Holy crap that's my story, almost exact. #1 if you want to save your marriage, don't seek his approval in your changes. Like he told you, change for yourself because there is no "we". That's how you have to look at it if you're going to impress him. I've managed to get to that point with my WAW a few times already, only to ask when we're going to have "the talk" and she ran faster and harder than she did the previous times. You are too needy for him so you need more independence from him to impress him, but doing it while not trying to impress him is what's going to impress him even more. If you're not opposed to it you might also consider dating. I tried this and it made my WAW so jealous she started talking to me instantly. There was about a 3 minute blowup over the phone and we were talking like old friends. My mistake was I became too confident in the renewed friendship and told her about all the flaws in the new R and she lost interest immediately.

Based on the abuse and how he wonders how you love him you might want to check out borderline personality disorder. It occurs mostly in people who were abused as children. It makes special mention of sexual abuse, which is why I'd assume he didn't want to talk about it before.

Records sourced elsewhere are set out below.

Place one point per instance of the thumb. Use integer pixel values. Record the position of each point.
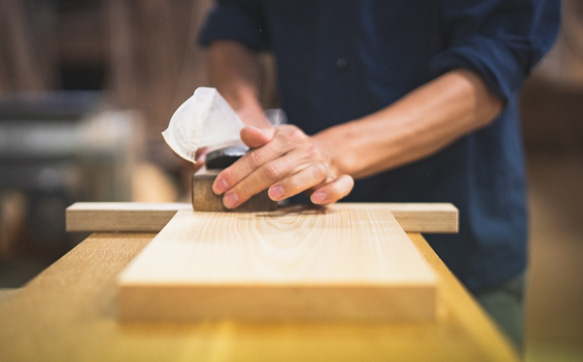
(256, 137)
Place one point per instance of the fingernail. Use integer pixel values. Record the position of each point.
(318, 197)
(276, 193)
(220, 186)
(231, 200)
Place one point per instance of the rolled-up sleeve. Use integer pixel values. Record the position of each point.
(501, 40)
(240, 21)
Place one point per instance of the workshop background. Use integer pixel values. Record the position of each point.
(86, 87)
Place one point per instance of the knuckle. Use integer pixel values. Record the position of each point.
(295, 134)
(271, 171)
(314, 152)
(320, 170)
(255, 159)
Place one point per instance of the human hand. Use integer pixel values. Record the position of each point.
(285, 161)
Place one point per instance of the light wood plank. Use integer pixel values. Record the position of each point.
(68, 313)
(349, 263)
(121, 216)
(152, 217)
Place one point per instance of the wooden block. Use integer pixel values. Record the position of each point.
(152, 217)
(204, 199)
(353, 263)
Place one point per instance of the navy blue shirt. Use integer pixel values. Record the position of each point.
(341, 60)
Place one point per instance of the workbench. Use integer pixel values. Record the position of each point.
(68, 312)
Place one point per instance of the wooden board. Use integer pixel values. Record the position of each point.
(152, 217)
(68, 313)
(341, 262)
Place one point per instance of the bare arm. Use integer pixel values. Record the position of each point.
(420, 124)
(287, 162)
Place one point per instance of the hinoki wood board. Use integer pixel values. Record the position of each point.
(135, 216)
(341, 262)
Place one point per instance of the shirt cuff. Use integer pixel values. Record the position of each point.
(502, 64)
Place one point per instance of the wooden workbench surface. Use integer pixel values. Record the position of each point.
(68, 313)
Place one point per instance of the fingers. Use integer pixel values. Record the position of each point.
(277, 146)
(311, 176)
(255, 137)
(269, 174)
(333, 191)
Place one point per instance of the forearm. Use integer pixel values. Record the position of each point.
(237, 74)
(420, 124)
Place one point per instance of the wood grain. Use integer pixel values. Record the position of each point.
(68, 313)
(349, 263)
(152, 217)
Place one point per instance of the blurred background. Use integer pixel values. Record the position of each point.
(86, 87)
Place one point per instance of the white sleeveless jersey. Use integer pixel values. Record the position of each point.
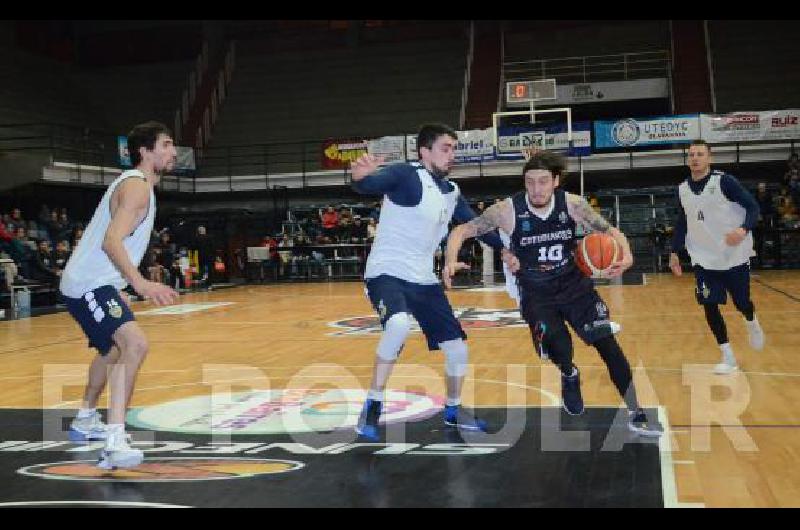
(408, 236)
(89, 267)
(709, 216)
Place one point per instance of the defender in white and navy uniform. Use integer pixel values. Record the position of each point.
(419, 203)
(715, 206)
(91, 283)
(399, 275)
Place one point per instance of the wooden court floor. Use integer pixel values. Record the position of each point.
(732, 440)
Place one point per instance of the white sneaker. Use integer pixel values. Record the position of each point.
(755, 334)
(725, 368)
(117, 453)
(88, 429)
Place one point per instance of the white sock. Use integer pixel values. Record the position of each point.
(85, 413)
(752, 324)
(375, 395)
(727, 353)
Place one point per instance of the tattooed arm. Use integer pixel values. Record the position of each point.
(583, 213)
(500, 215)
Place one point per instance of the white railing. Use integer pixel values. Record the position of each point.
(467, 75)
(723, 154)
(585, 69)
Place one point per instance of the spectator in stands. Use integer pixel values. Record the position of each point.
(358, 233)
(205, 252)
(61, 254)
(166, 253)
(375, 213)
(15, 220)
(152, 263)
(793, 162)
(22, 236)
(44, 268)
(766, 204)
(345, 213)
(330, 222)
(10, 245)
(76, 238)
(787, 208)
(44, 214)
(66, 230)
(372, 230)
(345, 230)
(313, 228)
(53, 225)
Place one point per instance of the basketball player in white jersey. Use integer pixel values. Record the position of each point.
(715, 227)
(418, 204)
(106, 261)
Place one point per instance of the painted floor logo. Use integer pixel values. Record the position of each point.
(174, 469)
(183, 309)
(471, 318)
(279, 411)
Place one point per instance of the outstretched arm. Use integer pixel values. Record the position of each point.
(498, 215)
(583, 213)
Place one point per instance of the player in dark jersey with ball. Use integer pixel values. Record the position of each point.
(541, 224)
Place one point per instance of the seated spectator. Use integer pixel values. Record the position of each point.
(344, 232)
(44, 268)
(44, 214)
(358, 233)
(330, 221)
(766, 205)
(61, 254)
(345, 213)
(15, 220)
(372, 230)
(66, 229)
(22, 237)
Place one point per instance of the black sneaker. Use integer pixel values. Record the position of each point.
(643, 426)
(368, 421)
(571, 393)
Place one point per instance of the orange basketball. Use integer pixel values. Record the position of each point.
(595, 253)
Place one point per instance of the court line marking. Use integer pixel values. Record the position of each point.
(668, 482)
(370, 366)
(95, 503)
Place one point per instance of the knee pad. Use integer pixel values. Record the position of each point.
(455, 357)
(555, 344)
(394, 336)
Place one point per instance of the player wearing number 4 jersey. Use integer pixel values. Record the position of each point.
(540, 223)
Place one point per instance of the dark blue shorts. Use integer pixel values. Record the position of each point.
(713, 286)
(586, 312)
(426, 303)
(100, 313)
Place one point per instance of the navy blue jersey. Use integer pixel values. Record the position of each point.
(545, 247)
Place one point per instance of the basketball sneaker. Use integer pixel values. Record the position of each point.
(571, 393)
(456, 416)
(117, 453)
(642, 425)
(367, 425)
(87, 429)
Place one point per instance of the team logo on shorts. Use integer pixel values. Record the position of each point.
(279, 411)
(471, 318)
(626, 132)
(175, 469)
(114, 309)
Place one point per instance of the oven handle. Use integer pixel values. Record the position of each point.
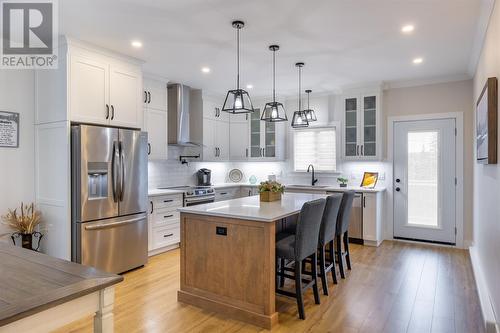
(112, 224)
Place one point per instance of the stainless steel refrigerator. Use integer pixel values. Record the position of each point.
(109, 197)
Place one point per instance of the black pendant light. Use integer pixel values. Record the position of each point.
(310, 114)
(299, 119)
(238, 100)
(274, 111)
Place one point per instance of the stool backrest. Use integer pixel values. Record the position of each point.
(308, 224)
(345, 212)
(329, 220)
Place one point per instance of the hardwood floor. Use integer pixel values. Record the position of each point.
(398, 287)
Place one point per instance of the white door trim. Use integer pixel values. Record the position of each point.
(459, 162)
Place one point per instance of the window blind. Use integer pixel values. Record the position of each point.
(316, 146)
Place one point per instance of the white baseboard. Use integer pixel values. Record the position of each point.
(484, 296)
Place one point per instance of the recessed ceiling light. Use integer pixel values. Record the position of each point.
(417, 61)
(406, 29)
(136, 43)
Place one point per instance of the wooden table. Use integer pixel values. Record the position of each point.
(228, 256)
(39, 293)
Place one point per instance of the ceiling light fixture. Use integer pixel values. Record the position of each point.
(238, 100)
(274, 111)
(418, 61)
(310, 114)
(406, 29)
(136, 43)
(299, 119)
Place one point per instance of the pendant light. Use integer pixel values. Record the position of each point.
(274, 111)
(310, 114)
(238, 100)
(299, 119)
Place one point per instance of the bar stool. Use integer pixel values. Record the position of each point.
(342, 231)
(326, 236)
(299, 246)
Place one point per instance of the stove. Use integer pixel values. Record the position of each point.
(194, 195)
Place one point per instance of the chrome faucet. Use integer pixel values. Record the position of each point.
(313, 180)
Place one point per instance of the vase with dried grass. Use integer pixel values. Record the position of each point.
(24, 224)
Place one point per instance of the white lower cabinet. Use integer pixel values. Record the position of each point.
(164, 223)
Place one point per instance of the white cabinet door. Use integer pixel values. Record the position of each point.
(238, 141)
(125, 91)
(370, 217)
(209, 139)
(155, 94)
(156, 126)
(222, 140)
(88, 90)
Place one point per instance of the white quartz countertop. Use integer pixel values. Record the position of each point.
(250, 208)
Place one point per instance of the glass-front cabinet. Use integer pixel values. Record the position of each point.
(362, 126)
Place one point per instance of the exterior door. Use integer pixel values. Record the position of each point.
(134, 172)
(424, 180)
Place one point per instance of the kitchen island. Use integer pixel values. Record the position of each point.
(39, 293)
(228, 255)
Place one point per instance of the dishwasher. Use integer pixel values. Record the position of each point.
(355, 230)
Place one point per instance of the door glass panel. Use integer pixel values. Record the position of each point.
(255, 133)
(423, 181)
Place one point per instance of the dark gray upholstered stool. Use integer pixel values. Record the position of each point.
(296, 248)
(327, 234)
(342, 231)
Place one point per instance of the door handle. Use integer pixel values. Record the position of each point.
(112, 224)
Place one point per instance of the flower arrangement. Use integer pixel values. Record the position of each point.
(271, 186)
(26, 221)
(270, 191)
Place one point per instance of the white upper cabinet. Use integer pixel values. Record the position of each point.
(88, 90)
(155, 118)
(362, 126)
(155, 94)
(125, 96)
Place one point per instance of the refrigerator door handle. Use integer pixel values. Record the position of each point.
(114, 171)
(122, 172)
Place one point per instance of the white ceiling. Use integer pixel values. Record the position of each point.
(342, 42)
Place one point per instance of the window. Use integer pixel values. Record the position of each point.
(316, 146)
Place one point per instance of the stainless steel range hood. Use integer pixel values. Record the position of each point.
(185, 116)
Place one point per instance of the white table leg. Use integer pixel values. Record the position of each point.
(103, 320)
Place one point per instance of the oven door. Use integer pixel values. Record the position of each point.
(193, 201)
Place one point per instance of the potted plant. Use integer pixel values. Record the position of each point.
(270, 191)
(24, 225)
(343, 181)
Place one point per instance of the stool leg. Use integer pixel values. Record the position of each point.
(314, 270)
(346, 248)
(322, 272)
(340, 257)
(282, 272)
(332, 256)
(298, 290)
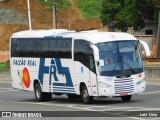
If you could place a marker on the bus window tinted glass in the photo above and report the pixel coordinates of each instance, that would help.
(41, 47)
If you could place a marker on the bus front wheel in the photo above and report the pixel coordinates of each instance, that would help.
(41, 96)
(85, 95)
(126, 98)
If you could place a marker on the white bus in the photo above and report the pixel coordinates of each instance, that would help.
(80, 64)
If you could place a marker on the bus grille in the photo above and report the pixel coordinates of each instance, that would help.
(124, 85)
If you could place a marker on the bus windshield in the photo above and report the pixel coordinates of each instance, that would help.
(120, 58)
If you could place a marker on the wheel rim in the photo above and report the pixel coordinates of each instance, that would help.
(38, 93)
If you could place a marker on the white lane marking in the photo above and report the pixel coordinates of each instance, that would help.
(6, 88)
(150, 92)
(152, 83)
(8, 91)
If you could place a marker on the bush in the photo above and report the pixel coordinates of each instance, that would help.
(90, 8)
(60, 4)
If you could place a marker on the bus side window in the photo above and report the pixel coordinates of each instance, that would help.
(84, 54)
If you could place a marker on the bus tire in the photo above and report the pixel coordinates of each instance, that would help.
(126, 98)
(72, 96)
(41, 96)
(85, 95)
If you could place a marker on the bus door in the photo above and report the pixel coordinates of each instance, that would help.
(92, 73)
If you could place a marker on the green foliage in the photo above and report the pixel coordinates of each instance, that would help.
(90, 8)
(126, 13)
(60, 4)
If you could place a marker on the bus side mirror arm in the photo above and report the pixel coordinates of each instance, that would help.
(146, 47)
(96, 53)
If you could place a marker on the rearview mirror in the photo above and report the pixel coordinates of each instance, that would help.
(146, 47)
(96, 53)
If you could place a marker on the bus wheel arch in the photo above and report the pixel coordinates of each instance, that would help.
(84, 94)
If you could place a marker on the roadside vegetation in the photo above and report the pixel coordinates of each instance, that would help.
(60, 4)
(90, 8)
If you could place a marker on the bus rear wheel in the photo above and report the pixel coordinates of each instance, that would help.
(85, 95)
(41, 96)
(72, 96)
(126, 98)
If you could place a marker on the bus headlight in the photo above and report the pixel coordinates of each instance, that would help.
(104, 85)
(139, 82)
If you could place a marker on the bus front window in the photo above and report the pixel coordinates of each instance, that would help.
(120, 57)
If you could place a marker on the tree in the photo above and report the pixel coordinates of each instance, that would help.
(126, 13)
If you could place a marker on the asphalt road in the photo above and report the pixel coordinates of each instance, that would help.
(21, 101)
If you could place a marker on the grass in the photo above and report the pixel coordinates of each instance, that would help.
(60, 4)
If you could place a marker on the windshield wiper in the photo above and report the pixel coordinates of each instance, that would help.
(130, 68)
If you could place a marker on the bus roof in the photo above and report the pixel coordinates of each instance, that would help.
(92, 36)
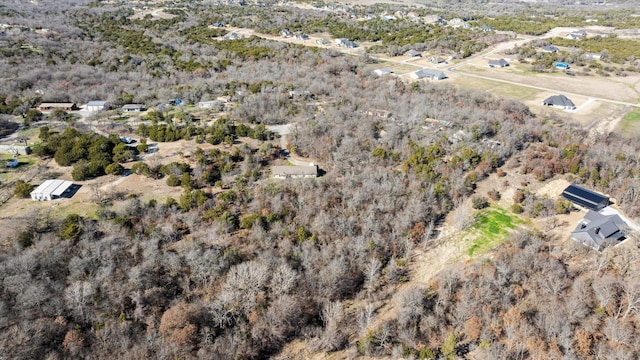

Lastly, if you don't want a D, make him do it. It's best to avoid the conversation about the D alltogether, but if not possible just keep doing what you've been doing. The less you talk to him the less you'll have to answer those questions. This is the same spot I'm at with my wife, who's OM is going to pay for our divorce. Just tell him it's his decision his responsibility, you don't have the time or money to take care of it right now. Good luck and hang in there!